Kieran Mulvaney's book stresses the drastic changes at or about the poles since Scott and Amundsen's day. The "ends of the Earth" are now readily accessible to tourists, and generations of scientists have left marks on the Antarctic. Regions that men once struggled and died to explore have been brought so far into the mainstream of earthly activity as to be collection points for pollution and depletion. "Arctic natives have higher levels of contaminants in their bodies than do people anywhere else in the world," Mulvaney writes. "Ozone levels are at their lowest over the poles."

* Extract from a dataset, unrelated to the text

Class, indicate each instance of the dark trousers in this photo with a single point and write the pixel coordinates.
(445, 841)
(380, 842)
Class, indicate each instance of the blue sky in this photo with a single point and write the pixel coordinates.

These insults are fairly new to the South, less so to the North. As Mulvaney notes, the first manmade Arctic extinction occurred as long ago as the 18th century, and the victim is all but unknown to us. It was a kind of sea cow, related to the manatee and the dugong, found in the Russian Arctic and prized for the sweetness of its blubber. Not for long, though. It took only a quarter-century for humans to exterminate the animal. Just one scientist ever saw it, Mulvaney notes, "no skins survive, and a half-dozen illustrations made [of it] were lost and have never been found."

Mulvaney, too, is an adroit writer, and his book is an excellent primer on polar environmental issues, not least a controversial one currently vexing Congress: whether to permit oil drilling in the coastal plain of the Arctic National Wildlife Refuge. * Dennis Drabelle, a contributing editor of Book World, writes frequently on exploration.